This series is my summary of data structure and algorithm when I was looking for a job many years ago. There are basic parts and classic interview questions of various companies. It was first published on CSDN. Is sorted out for a series of friends in need of reference, if there is a mistake, welcome to correct. The full code address for this series is here.

0 overview

As the basic content of data structure, string is also one of the basic skills often examined in interviews, such as the implementation of strcpy, STRCMP and other basic functions, palindrome string, string search, regular expression and so on. See the code for this article here.

1 Basic Operations

Let’s start with the implementation of some basic string functions. The following code is taken from the MIT6.828 course.

// String length int strlen(const char *s) {int n;for(n = 0; *s ! ='\ 0'; s++)
		n++;
	returnn; } char *strcpy(char * DST, const char * SRC) {char *ret; ret = dst;while((*dst++ = *src++) ! ='\ 0') / *do nothing */;
	returnret; } char *strcat(char * DST, const char * SRC) {int len = strlen(DST); strcpy(dst + len, src);returndst; } // string comparison int STRCMP (const char *p, const char *q) {while (*p && *p == *q)
		p++, q++;
	return(int) ((unsigned char) *p - (unsigned char) *q); Char * STRCHR (const char *s, char c) {for (; *s; s++)
		if (*s == c)
			return (char *) s;
	return0; Void *memset(void *v, int c, size_t n) {char *p; int m; p = v; m = n;while (--m >= 0)
		*p++ = c;

	returnv; Void *memmove(void * DST, const void * SRC, size_t n) {const char *s; char *d; s = src; d = dst;if (s < d && s + n > d) {
		s += n;
		d += n;
		while (n-- > 0)
			*--d= * --s;
	} else
		while (n-- > 0)
			*d++ = *s++;

	return dst;
}
Copy the code

2. String related interview questions

2.1 Longest callback substring

Given a string, find the longest substring of the string. A palindrome string is a string that looks the same from left to right, aba, CDDC are palindrome strings. The string abbacdc has a substring of abba and CDC, so its longest substring is abba.

An easy mistake to make

At first glance, you might think of something like this: invert the string S to get the new string S’, and then find the longest common substring of S and S’.

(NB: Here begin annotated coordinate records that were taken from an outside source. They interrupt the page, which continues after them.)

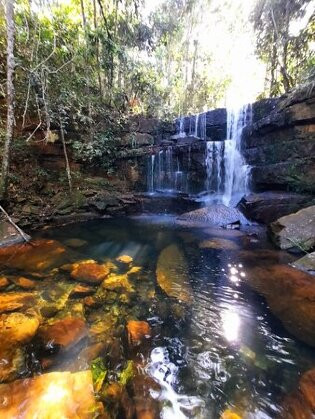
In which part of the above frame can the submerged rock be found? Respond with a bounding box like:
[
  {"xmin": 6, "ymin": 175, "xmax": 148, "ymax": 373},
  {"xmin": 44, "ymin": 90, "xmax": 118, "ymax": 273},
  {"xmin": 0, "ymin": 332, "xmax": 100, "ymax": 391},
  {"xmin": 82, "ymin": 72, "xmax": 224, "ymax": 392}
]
[
  {"xmin": 0, "ymin": 239, "xmax": 66, "ymax": 272},
  {"xmin": 199, "ymin": 238, "xmax": 239, "ymax": 250},
  {"xmin": 0, "ymin": 313, "xmax": 39, "ymax": 384},
  {"xmin": 127, "ymin": 320, "xmax": 151, "ymax": 346},
  {"xmin": 291, "ymin": 252, "xmax": 315, "ymax": 275},
  {"xmin": 247, "ymin": 265, "xmax": 315, "ymax": 346},
  {"xmin": 0, "ymin": 371, "xmax": 102, "ymax": 419},
  {"xmin": 71, "ymin": 259, "xmax": 109, "ymax": 284},
  {"xmin": 279, "ymin": 369, "xmax": 315, "ymax": 419},
  {"xmin": 177, "ymin": 204, "xmax": 246, "ymax": 227},
  {"xmin": 0, "ymin": 292, "xmax": 37, "ymax": 313},
  {"xmin": 38, "ymin": 317, "xmax": 88, "ymax": 351},
  {"xmin": 156, "ymin": 244, "xmax": 193, "ymax": 303},
  {"xmin": 270, "ymin": 205, "xmax": 315, "ymax": 251}
]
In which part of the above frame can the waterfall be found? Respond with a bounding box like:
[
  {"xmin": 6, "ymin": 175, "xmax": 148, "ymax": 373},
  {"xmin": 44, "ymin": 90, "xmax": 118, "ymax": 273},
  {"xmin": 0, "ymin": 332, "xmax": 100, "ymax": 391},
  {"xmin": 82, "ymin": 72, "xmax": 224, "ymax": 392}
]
[
  {"xmin": 222, "ymin": 105, "xmax": 252, "ymax": 206},
  {"xmin": 147, "ymin": 147, "xmax": 188, "ymax": 194}
]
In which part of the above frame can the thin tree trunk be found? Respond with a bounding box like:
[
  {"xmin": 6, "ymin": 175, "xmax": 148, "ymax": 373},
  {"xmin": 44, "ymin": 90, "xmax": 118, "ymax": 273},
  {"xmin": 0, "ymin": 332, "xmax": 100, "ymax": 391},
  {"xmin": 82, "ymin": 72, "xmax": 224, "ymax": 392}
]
[
  {"xmin": 59, "ymin": 118, "xmax": 72, "ymax": 193},
  {"xmin": 0, "ymin": 0, "xmax": 15, "ymax": 199}
]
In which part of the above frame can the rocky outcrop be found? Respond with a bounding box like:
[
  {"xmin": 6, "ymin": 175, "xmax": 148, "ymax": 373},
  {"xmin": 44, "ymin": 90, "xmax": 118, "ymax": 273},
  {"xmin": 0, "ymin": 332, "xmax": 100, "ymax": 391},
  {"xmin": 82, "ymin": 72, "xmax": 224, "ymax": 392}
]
[
  {"xmin": 177, "ymin": 204, "xmax": 247, "ymax": 227},
  {"xmin": 291, "ymin": 252, "xmax": 315, "ymax": 275},
  {"xmin": 238, "ymin": 191, "xmax": 315, "ymax": 224},
  {"xmin": 242, "ymin": 85, "xmax": 315, "ymax": 192},
  {"xmin": 269, "ymin": 205, "xmax": 315, "ymax": 251}
]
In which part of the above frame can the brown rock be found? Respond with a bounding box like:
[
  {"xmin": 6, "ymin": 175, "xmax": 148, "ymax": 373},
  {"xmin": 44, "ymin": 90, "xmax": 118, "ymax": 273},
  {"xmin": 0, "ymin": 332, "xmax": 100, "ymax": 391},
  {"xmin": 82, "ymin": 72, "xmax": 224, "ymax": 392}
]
[
  {"xmin": 199, "ymin": 238, "xmax": 239, "ymax": 250},
  {"xmin": 270, "ymin": 205, "xmax": 315, "ymax": 251},
  {"xmin": 38, "ymin": 317, "xmax": 87, "ymax": 351},
  {"xmin": 0, "ymin": 313, "xmax": 39, "ymax": 382},
  {"xmin": 280, "ymin": 369, "xmax": 315, "ymax": 419},
  {"xmin": 71, "ymin": 260, "xmax": 109, "ymax": 284},
  {"xmin": 156, "ymin": 244, "xmax": 193, "ymax": 303},
  {"xmin": 127, "ymin": 320, "xmax": 151, "ymax": 346},
  {"xmin": 0, "ymin": 371, "xmax": 101, "ymax": 419},
  {"xmin": 13, "ymin": 276, "xmax": 36, "ymax": 290},
  {"xmin": 0, "ymin": 292, "xmax": 36, "ymax": 313},
  {"xmin": 0, "ymin": 276, "xmax": 10, "ymax": 290},
  {"xmin": 70, "ymin": 284, "xmax": 95, "ymax": 298}
]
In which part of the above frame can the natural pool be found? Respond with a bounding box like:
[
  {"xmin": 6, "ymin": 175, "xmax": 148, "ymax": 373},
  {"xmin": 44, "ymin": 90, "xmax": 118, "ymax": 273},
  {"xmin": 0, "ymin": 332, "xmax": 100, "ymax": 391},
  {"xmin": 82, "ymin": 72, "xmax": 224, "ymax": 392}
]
[{"xmin": 0, "ymin": 217, "xmax": 315, "ymax": 419}]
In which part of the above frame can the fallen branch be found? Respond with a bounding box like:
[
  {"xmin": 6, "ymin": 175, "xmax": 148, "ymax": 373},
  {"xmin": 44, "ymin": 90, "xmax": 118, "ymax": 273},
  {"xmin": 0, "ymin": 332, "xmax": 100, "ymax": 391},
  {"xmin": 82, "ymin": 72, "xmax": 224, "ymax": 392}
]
[{"xmin": 0, "ymin": 205, "xmax": 30, "ymax": 242}]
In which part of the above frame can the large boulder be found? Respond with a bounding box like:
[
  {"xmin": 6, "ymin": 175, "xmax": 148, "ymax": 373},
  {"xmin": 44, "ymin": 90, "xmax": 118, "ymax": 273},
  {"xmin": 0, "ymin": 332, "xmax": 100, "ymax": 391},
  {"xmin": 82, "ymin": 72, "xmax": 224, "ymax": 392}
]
[
  {"xmin": 177, "ymin": 204, "xmax": 247, "ymax": 227},
  {"xmin": 269, "ymin": 205, "xmax": 315, "ymax": 251},
  {"xmin": 291, "ymin": 252, "xmax": 315, "ymax": 275},
  {"xmin": 238, "ymin": 191, "xmax": 315, "ymax": 224},
  {"xmin": 156, "ymin": 244, "xmax": 193, "ymax": 303}
]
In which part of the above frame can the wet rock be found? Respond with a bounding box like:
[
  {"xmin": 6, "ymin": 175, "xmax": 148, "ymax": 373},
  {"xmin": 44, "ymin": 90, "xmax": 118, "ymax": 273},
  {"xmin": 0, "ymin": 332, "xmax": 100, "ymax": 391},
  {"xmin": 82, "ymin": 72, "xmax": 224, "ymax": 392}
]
[
  {"xmin": 116, "ymin": 255, "xmax": 133, "ymax": 272},
  {"xmin": 70, "ymin": 285, "xmax": 95, "ymax": 298},
  {"xmin": 13, "ymin": 276, "xmax": 36, "ymax": 290},
  {"xmin": 156, "ymin": 244, "xmax": 193, "ymax": 303},
  {"xmin": 0, "ymin": 276, "xmax": 10, "ymax": 290},
  {"xmin": 64, "ymin": 239, "xmax": 87, "ymax": 249},
  {"xmin": 0, "ymin": 371, "xmax": 102, "ymax": 419},
  {"xmin": 0, "ymin": 239, "xmax": 66, "ymax": 272},
  {"xmin": 176, "ymin": 204, "xmax": 247, "ymax": 227},
  {"xmin": 38, "ymin": 317, "xmax": 88, "ymax": 351},
  {"xmin": 203, "ymin": 227, "xmax": 245, "ymax": 239},
  {"xmin": 280, "ymin": 369, "xmax": 315, "ymax": 419},
  {"xmin": 127, "ymin": 320, "xmax": 151, "ymax": 346},
  {"xmin": 238, "ymin": 191, "xmax": 312, "ymax": 224},
  {"xmin": 270, "ymin": 205, "xmax": 315, "ymax": 251},
  {"xmin": 0, "ymin": 313, "xmax": 39, "ymax": 384},
  {"xmin": 199, "ymin": 238, "xmax": 239, "ymax": 250},
  {"xmin": 246, "ymin": 265, "xmax": 315, "ymax": 346},
  {"xmin": 291, "ymin": 252, "xmax": 315, "ymax": 275},
  {"xmin": 0, "ymin": 292, "xmax": 36, "ymax": 313},
  {"xmin": 71, "ymin": 260, "xmax": 109, "ymax": 284},
  {"xmin": 102, "ymin": 273, "xmax": 134, "ymax": 293}
]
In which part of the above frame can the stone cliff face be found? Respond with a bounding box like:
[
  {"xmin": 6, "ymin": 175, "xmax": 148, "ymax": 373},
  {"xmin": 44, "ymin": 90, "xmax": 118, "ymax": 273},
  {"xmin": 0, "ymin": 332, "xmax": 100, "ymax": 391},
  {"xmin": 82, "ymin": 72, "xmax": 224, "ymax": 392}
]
[{"xmin": 243, "ymin": 86, "xmax": 315, "ymax": 197}]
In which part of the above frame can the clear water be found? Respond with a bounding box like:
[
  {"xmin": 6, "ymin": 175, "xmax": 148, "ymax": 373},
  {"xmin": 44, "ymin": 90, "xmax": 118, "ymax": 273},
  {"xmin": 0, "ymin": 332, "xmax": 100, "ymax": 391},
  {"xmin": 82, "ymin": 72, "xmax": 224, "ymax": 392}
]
[{"xmin": 2, "ymin": 217, "xmax": 315, "ymax": 419}]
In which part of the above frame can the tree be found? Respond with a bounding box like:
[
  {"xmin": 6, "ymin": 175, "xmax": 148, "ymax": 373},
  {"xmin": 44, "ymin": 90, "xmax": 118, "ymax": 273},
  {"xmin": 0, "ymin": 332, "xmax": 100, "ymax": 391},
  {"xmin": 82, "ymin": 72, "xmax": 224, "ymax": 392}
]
[
  {"xmin": 0, "ymin": 0, "xmax": 15, "ymax": 199},
  {"xmin": 251, "ymin": 0, "xmax": 314, "ymax": 96}
]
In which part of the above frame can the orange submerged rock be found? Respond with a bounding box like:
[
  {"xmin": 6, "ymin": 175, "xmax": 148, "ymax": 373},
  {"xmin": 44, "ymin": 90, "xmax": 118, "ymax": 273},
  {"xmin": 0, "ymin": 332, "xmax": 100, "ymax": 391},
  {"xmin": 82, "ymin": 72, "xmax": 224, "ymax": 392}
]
[
  {"xmin": 0, "ymin": 239, "xmax": 66, "ymax": 272},
  {"xmin": 127, "ymin": 320, "xmax": 151, "ymax": 346},
  {"xmin": 0, "ymin": 371, "xmax": 101, "ymax": 419},
  {"xmin": 71, "ymin": 260, "xmax": 109, "ymax": 284}
]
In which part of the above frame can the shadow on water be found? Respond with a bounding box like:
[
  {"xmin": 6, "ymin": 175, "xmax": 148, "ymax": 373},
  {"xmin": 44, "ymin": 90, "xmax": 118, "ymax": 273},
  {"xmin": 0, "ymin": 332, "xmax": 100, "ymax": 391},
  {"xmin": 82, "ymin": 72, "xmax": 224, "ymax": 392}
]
[{"xmin": 0, "ymin": 217, "xmax": 315, "ymax": 419}]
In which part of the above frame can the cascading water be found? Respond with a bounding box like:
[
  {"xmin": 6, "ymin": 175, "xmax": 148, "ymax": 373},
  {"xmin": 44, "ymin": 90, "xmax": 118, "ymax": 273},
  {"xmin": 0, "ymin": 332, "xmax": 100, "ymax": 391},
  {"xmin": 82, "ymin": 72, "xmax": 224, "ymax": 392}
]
[
  {"xmin": 147, "ymin": 147, "xmax": 188, "ymax": 194},
  {"xmin": 222, "ymin": 105, "xmax": 252, "ymax": 206}
]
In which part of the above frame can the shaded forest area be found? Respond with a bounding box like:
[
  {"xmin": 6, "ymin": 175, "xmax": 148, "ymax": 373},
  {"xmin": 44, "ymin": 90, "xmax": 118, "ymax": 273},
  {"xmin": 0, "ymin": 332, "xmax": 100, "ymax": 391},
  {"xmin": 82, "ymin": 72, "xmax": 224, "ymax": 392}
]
[{"xmin": 0, "ymin": 0, "xmax": 315, "ymax": 206}]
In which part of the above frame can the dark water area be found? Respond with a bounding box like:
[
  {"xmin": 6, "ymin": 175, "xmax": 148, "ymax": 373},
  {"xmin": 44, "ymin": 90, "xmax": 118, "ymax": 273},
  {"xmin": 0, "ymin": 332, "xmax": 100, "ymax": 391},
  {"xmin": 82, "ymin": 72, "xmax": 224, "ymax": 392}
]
[{"xmin": 1, "ymin": 217, "xmax": 315, "ymax": 419}]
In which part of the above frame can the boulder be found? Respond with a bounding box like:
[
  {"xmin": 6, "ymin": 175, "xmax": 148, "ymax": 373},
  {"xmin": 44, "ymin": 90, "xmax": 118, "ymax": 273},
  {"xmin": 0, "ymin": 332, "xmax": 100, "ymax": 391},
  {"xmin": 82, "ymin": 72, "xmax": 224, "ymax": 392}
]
[
  {"xmin": 0, "ymin": 371, "xmax": 102, "ymax": 419},
  {"xmin": 38, "ymin": 317, "xmax": 88, "ymax": 351},
  {"xmin": 291, "ymin": 252, "xmax": 315, "ymax": 275},
  {"xmin": 156, "ymin": 244, "xmax": 193, "ymax": 303},
  {"xmin": 237, "ymin": 191, "xmax": 314, "ymax": 224},
  {"xmin": 71, "ymin": 259, "xmax": 109, "ymax": 284},
  {"xmin": 0, "ymin": 292, "xmax": 37, "ymax": 313},
  {"xmin": 0, "ymin": 221, "xmax": 30, "ymax": 247},
  {"xmin": 176, "ymin": 204, "xmax": 246, "ymax": 227},
  {"xmin": 269, "ymin": 205, "xmax": 315, "ymax": 251},
  {"xmin": 279, "ymin": 369, "xmax": 315, "ymax": 419},
  {"xmin": 0, "ymin": 239, "xmax": 66, "ymax": 272},
  {"xmin": 199, "ymin": 238, "xmax": 239, "ymax": 250},
  {"xmin": 127, "ymin": 320, "xmax": 151, "ymax": 346},
  {"xmin": 0, "ymin": 313, "xmax": 39, "ymax": 384}
]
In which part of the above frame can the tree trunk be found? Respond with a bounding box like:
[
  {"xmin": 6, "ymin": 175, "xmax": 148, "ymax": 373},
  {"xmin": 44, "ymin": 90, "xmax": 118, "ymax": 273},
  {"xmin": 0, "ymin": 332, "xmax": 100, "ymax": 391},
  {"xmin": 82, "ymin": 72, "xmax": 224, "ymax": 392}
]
[{"xmin": 0, "ymin": 0, "xmax": 15, "ymax": 199}]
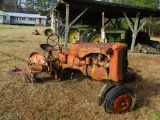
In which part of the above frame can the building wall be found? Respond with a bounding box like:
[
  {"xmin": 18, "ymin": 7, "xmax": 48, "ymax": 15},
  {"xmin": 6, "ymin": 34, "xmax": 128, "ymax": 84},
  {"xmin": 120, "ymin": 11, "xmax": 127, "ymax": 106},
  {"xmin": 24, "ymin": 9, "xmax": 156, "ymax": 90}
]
[
  {"xmin": 10, "ymin": 16, "xmax": 46, "ymax": 25},
  {"xmin": 0, "ymin": 15, "xmax": 3, "ymax": 24}
]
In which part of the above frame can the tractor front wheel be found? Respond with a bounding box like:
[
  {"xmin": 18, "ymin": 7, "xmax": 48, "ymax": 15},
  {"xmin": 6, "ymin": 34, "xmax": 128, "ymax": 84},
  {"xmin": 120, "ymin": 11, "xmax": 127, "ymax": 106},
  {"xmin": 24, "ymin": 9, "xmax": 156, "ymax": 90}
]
[{"xmin": 104, "ymin": 85, "xmax": 135, "ymax": 113}]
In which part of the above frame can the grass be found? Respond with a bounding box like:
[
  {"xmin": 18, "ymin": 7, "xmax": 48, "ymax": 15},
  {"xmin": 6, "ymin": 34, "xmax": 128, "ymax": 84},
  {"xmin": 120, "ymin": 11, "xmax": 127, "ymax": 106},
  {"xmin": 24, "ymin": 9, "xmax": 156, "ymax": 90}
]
[{"xmin": 0, "ymin": 25, "xmax": 160, "ymax": 120}]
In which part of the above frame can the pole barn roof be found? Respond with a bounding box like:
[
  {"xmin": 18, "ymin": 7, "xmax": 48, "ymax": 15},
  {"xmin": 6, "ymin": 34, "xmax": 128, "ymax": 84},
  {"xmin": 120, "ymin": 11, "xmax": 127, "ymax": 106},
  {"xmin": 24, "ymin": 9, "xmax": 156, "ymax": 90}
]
[{"xmin": 56, "ymin": 0, "xmax": 160, "ymax": 18}]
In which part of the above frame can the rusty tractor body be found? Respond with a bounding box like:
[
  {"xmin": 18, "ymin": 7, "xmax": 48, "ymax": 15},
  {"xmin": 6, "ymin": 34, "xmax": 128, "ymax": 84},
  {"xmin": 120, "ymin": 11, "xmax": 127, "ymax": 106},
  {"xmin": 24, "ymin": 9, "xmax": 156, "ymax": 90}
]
[{"xmin": 11, "ymin": 34, "xmax": 135, "ymax": 113}]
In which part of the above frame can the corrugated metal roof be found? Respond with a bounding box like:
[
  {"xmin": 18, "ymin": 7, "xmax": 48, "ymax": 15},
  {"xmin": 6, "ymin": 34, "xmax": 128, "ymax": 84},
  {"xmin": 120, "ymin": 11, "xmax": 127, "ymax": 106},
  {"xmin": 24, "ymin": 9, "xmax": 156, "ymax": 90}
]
[
  {"xmin": 5, "ymin": 12, "xmax": 47, "ymax": 19},
  {"xmin": 56, "ymin": 0, "xmax": 160, "ymax": 18},
  {"xmin": 0, "ymin": 11, "xmax": 7, "ymax": 15}
]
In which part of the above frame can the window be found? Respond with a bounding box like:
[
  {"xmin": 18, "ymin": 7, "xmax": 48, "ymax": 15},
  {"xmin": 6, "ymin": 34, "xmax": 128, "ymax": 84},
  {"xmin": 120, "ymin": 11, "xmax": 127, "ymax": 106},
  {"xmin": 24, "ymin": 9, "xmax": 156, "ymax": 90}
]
[{"xmin": 3, "ymin": 16, "xmax": 6, "ymax": 20}]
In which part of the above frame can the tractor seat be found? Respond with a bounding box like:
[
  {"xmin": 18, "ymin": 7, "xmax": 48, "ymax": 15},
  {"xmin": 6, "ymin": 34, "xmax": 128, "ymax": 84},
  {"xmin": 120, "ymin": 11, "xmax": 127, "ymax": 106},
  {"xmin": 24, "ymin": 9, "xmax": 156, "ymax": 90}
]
[{"xmin": 40, "ymin": 44, "xmax": 57, "ymax": 52}]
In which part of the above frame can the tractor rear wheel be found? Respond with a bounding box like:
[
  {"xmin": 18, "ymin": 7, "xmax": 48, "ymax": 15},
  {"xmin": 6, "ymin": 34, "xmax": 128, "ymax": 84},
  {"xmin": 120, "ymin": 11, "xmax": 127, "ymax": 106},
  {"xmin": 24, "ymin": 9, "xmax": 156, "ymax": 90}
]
[
  {"xmin": 104, "ymin": 85, "xmax": 135, "ymax": 113},
  {"xmin": 87, "ymin": 32, "xmax": 101, "ymax": 43},
  {"xmin": 68, "ymin": 28, "xmax": 79, "ymax": 43}
]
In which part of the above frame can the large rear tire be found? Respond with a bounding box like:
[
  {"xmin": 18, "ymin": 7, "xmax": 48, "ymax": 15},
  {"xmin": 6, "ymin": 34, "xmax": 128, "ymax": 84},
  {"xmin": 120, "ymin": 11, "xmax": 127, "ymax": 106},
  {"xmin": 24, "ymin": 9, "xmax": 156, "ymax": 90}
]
[{"xmin": 104, "ymin": 85, "xmax": 135, "ymax": 113}]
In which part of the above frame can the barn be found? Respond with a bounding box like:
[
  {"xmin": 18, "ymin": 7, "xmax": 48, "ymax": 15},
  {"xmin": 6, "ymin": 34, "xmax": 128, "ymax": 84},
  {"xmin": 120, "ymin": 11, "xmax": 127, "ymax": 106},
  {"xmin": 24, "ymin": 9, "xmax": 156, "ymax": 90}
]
[{"xmin": 0, "ymin": 11, "xmax": 47, "ymax": 26}]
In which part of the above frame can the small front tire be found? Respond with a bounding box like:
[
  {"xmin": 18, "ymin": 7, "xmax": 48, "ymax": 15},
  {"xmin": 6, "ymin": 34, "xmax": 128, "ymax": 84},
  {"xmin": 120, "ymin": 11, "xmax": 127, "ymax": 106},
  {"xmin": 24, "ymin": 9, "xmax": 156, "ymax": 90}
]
[{"xmin": 104, "ymin": 85, "xmax": 136, "ymax": 113}]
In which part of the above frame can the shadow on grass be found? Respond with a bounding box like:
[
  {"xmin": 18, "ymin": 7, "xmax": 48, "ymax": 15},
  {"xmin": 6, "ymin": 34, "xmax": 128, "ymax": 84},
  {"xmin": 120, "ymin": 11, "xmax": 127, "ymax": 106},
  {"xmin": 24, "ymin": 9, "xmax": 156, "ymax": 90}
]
[
  {"xmin": 129, "ymin": 74, "xmax": 160, "ymax": 110},
  {"xmin": 36, "ymin": 68, "xmax": 89, "ymax": 83}
]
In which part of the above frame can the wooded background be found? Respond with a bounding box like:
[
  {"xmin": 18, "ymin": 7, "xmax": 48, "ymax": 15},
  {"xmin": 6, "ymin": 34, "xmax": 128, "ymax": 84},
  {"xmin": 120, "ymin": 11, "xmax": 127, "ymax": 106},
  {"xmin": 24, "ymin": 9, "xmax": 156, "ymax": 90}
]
[{"xmin": 0, "ymin": 0, "xmax": 160, "ymax": 36}]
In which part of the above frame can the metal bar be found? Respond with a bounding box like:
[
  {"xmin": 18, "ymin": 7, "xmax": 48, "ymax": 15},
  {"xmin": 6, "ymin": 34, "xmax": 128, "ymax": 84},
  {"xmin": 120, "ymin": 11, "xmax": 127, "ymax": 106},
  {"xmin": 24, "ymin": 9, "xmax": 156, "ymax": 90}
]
[
  {"xmin": 101, "ymin": 12, "xmax": 105, "ymax": 43},
  {"xmin": 131, "ymin": 12, "xmax": 140, "ymax": 53},
  {"xmin": 69, "ymin": 7, "xmax": 89, "ymax": 27},
  {"xmin": 64, "ymin": 4, "xmax": 69, "ymax": 48},
  {"xmin": 57, "ymin": 11, "xmax": 60, "ymax": 34}
]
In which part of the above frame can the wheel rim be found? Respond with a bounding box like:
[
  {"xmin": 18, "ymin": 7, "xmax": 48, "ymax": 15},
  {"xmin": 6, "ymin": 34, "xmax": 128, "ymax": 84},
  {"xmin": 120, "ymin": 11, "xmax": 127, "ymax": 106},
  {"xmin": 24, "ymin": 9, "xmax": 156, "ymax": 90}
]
[
  {"xmin": 90, "ymin": 34, "xmax": 101, "ymax": 43},
  {"xmin": 68, "ymin": 30, "xmax": 79, "ymax": 43},
  {"xmin": 113, "ymin": 94, "xmax": 133, "ymax": 113}
]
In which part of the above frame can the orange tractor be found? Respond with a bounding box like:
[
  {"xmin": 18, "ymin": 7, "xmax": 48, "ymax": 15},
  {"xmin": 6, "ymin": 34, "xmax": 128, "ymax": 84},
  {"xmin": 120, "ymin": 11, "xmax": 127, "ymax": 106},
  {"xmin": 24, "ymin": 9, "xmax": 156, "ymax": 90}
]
[{"xmin": 11, "ymin": 34, "xmax": 136, "ymax": 113}]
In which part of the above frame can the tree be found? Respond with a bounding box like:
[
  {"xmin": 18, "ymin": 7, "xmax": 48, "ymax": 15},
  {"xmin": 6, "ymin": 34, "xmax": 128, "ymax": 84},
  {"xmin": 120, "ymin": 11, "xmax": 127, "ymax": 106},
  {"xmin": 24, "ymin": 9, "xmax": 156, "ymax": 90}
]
[
  {"xmin": 0, "ymin": 0, "xmax": 23, "ymax": 12},
  {"xmin": 25, "ymin": 0, "xmax": 57, "ymax": 15}
]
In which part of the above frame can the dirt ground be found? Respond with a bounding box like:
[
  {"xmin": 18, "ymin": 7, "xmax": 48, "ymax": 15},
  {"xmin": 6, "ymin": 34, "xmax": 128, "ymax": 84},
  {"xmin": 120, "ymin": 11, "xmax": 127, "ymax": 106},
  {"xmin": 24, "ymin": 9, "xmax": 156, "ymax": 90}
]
[{"xmin": 0, "ymin": 25, "xmax": 160, "ymax": 120}]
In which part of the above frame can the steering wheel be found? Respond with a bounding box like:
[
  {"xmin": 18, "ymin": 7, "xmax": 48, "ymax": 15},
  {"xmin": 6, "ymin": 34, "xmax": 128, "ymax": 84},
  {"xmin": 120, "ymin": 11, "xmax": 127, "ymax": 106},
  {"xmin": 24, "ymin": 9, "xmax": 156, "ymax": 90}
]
[{"xmin": 47, "ymin": 33, "xmax": 59, "ymax": 47}]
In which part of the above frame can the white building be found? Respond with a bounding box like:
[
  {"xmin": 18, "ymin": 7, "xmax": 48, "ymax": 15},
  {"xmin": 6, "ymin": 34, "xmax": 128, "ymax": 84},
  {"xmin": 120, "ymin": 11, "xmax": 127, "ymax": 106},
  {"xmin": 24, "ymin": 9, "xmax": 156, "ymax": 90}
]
[{"xmin": 0, "ymin": 11, "xmax": 47, "ymax": 26}]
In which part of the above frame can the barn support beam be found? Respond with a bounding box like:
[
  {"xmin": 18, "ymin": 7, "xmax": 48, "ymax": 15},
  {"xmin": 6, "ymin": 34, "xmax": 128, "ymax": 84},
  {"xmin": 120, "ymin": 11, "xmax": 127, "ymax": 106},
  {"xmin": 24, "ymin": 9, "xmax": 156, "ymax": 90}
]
[
  {"xmin": 123, "ymin": 12, "xmax": 151, "ymax": 53},
  {"xmin": 64, "ymin": 4, "xmax": 69, "ymax": 48},
  {"xmin": 69, "ymin": 7, "xmax": 89, "ymax": 27}
]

  • Such asS = caba.S' = abac, then the longest common substring of S and S’ isabaThis is correct.
  • But if theS = abacdfgdcaba.S’ = abacdgfdcaba, then the longest common substring of S and S’ isabacdObviously this is not a palindrome string. So this approach is wrong.

Determines whether a string is a palindrome string

To find the longest substring, you first solve the problem of determining whether a string is a palindrome string. The most obvious way to do this is to set two variables I and j, pointing to the beginning and the end of the string, to see if they are equal, and then I ++, j–, until I >= j. The following code checks whether the string STR [I, j] is a palindrome string, that is, whether the substring STR from I to j is a palindrome string, which will be used later.

*/ int isPalindrome(string s, int start, int end) {for (; start < end; ++start,--end) {
        if(s[start] ! = s[end])return 0;
    }
    return 1;
}
Copy the code

Solution 1: Brute force method to find the largest string

The brute force method evaluates all substrings of a string and, if it is a palindrome string, updates the length of the longest palindrome. Since there may be (1+N)*N/2 substrings of length N, it takes O(N) time to determine each substring, so it takes O(N^3) time to find the longest substring.

O(N^3) */ string longestPalindrome(string s) {int len = s.length(), maxLen = 1; int start=0, i, j; /* Traverses all substrings of the string, updating the length of the longest palindrome if the substring is a palindrome string */for (i = 0; i < len - 1; i++) {
        for (j = i + 1; j < len; j++) {
            ifInt pLen = j - I + 1; int pLen = j - I + 1; int pLen = j - I + 1;if(pLen > maxLen) { start = i; // Update the longest palindrome starting position maxLen = pLen; // Update the length of the longest palindrome}}}}return s.substr(start, maxLen);
}
Copy the code

Solution 2: Dynamic programming method

Because the brute force method needs a lot of repeated calculations to determine palindromes, it can be improved by dynamic programming method. Assuming we know that “bab” is a palindrome, “ababa” must also be a palindrome.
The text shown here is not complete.